SURABAYA – Fakultas Hukum Universitas Airlangga (Unair) Surabaya, gelar review Focus Group Discussion (FGD) tragedi Kanjuruhan, yang secara langsung menghadirkan keluarga korban untuk mendengarkan penjelasan dan sanggahan dari para ahli, serta diberi kesempatan untuk bertanya langsung dengan para pakar.
Usai di sampaikannya hasil outopsi oleh Ketua Perhimpunan Dokter Forensik Indonesia (PDFI) Jatim, Dr dr Nabil Bahasuan beberapa waktu lalu, beragam komentar miring dari keluarga korban yang tidak puas dengan hasil tersebut.
Kini sebanyak 16 orang mewakili keluarga korban Kanjuruhan itu menghadiri kegiatan FGD, yang di selenggarakan di Kampus B, Gedung Pancasila, Fakultas Hukum Unair Surabaya, pada Rabu (7/12/2022).
Di kesempatan ini mereka mendapat penjelasan secara gamblang baik dari bidang Forensik, bidang Hukum Pidana, bidang Psikologi, bidang Kimia dan Bidang Hak Asasi Manusia (HAM).
Salah satu perwakilan keluarga korban Vincentius Aris atau orang tua dari korban atas nama Revano Presati, menyampaiakan kegiatan ini menambah pengetahuan dan memperluas pengetahuan.
Namun demikian ia mengaku tidak semu yang disampaikan oleh para pakar dapat masuk dalam pemikirannya.
“Kalo penyampaian para pakar itu memperluas pandangan kami terhadap penyelesaian hukum yang ada saat ini, terlebih hanya itu sih untuk poinnya,” ucap Vincentius Aris keluarga korban Kanjuruhan dihadapan awak media.

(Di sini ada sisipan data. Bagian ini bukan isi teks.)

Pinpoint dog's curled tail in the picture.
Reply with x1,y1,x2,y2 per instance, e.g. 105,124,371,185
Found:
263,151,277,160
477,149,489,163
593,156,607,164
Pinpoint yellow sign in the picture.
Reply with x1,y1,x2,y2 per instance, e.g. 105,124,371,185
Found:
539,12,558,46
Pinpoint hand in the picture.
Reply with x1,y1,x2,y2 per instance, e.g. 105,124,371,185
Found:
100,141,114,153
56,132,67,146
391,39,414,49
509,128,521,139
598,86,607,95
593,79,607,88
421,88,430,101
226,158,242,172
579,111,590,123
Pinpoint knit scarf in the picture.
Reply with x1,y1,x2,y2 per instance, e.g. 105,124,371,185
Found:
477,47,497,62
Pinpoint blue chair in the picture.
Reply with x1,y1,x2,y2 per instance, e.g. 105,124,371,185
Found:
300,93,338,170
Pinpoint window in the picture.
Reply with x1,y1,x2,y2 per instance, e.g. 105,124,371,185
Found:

Lebih lanjut Vincentius juga mengatakan, sebelumnya ia tidak tau jika permasalahan ini sudah di proses oleh pihak kepolisian, pasalnya selama ini mayoritas keluarga korban hanya tau dari media.
“Ya yang sebelumnya kami tidak tau bahwa masalah ini sudah di proses oleh kepolisisan itu akhirnya kami tau lewat para pakar sendiri yang selama ini kami tau kan lewat media, keterbatasannya seperti itu,” tambah Vincentius.
Ia juga mengaku kalau tidak lewat media tidak tau apa-apa, dengan begini keluarga korban kumpul dijelaskan pihaknya sedikit banyak mengetahui.
“Meskipun gak nyampek 50% yang masuk tapi paling tidak kita jadi ngerti, terus akhirnya para pakar bisa menjembatani kami untuk inten permasalahan ini kepada lembaga pemerintahan,” jelasnya.
Vincentius juga mengaku karena keterbatasan pemikirannya, mereka tidak secara keseluruhan memahami apa yang disampaikan dan di jelaskan secara gamblang oleh para pakar.
“40% kami bisa menerima, karena maaf keterbatasan pemikiran kami, karena yang datang ini semuanya kan gak ada yang pakar hukum, terus kami semua orang desa, untuk hal-hal yang lebih spesifik seperti yang dilakukan oleh para pemandu tadi pemikirannya kayake belum nutut,” akunya.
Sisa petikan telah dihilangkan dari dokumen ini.